Later that night, I felt numb as he stopped the car in the middle of nowhere and dragged me out.  An argument started when the men who had sat on either side of me suggested that I be sold to someone called Masalu. They argued that they all stood to make a bit more money. It quickly escalated into insults and blows when the other two insisted on harvesting the two litres of blood that Mabhotshisa had ordered and getting rid of me. They feared Mabhotshisa and his sorcery and would not dare to cross him.

While they fought, I ran as fast as I could into the darkness.

I woke up in the hospital; in immense pain. I could not remember what had happened. Sis’ Pinkie and Sima broke down when the doctor said I was lucky to be alive. He said I had lost a lot of blood. I had been beaten, raped and stabbed.

I fell into a deep depression.

Months later, I felt a little better. I realized that being HIV positive had somehow “saved” me from Shuna and her friends. I vividly remember the day Gogo told me. I’d come home from school complaining about being too underweight to be a blood donor. I was in form one and really wanted the juice and biscuits that were given after donating. I was surprised when Gogo started crying.

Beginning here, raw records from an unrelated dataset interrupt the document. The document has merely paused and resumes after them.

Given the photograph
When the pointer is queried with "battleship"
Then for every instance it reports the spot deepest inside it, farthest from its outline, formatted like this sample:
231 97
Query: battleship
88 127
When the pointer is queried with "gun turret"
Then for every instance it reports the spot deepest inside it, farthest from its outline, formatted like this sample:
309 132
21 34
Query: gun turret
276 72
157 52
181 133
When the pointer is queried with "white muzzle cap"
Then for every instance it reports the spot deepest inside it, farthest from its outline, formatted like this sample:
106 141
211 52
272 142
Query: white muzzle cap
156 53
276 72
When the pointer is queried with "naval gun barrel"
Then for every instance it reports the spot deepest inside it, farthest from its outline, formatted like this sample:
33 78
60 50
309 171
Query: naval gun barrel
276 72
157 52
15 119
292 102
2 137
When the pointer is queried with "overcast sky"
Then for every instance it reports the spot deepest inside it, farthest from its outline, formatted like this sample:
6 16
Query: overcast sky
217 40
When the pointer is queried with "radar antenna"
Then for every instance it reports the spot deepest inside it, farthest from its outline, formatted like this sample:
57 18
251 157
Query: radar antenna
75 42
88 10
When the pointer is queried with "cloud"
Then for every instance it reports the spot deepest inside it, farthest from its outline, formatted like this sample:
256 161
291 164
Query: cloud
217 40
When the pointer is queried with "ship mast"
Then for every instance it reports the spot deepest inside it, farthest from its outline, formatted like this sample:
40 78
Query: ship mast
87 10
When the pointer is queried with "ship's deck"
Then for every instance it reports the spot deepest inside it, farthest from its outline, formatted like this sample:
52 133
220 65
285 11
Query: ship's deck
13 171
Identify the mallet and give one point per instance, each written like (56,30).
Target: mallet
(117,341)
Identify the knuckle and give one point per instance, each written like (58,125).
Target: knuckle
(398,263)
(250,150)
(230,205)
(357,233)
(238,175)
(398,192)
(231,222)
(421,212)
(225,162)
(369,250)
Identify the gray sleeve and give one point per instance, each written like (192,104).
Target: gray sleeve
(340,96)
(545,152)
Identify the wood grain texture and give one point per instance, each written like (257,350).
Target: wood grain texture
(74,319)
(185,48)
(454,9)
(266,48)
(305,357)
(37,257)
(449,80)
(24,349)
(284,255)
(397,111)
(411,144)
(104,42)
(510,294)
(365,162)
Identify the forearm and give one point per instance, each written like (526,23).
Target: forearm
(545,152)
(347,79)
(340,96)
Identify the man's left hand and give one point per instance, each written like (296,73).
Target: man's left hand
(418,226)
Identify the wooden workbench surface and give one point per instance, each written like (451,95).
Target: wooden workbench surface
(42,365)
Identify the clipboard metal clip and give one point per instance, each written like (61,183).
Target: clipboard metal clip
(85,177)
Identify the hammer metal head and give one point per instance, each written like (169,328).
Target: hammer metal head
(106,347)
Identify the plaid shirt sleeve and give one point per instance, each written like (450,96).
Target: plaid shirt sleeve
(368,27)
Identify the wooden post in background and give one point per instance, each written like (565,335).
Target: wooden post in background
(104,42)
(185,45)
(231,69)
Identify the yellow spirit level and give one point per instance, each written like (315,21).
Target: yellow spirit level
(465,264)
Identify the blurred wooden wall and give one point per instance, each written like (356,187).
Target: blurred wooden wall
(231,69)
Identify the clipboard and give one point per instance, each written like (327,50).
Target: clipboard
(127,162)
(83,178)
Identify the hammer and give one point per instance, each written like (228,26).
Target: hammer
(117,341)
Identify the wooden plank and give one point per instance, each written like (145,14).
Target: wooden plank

She had to be wrong. I couldn’t have been born HIV positive. How would I explain it when I grew older? Who would believe me? Only people who slept around were supposed to get it.

Since honesty could not pay for anything, the situation demanded that I allow Sima to continue believing I’d been infected through the ordeal. He tended to whisper, promising to protect and take care of me when he thought I was asleep. He was my bridge to a better life.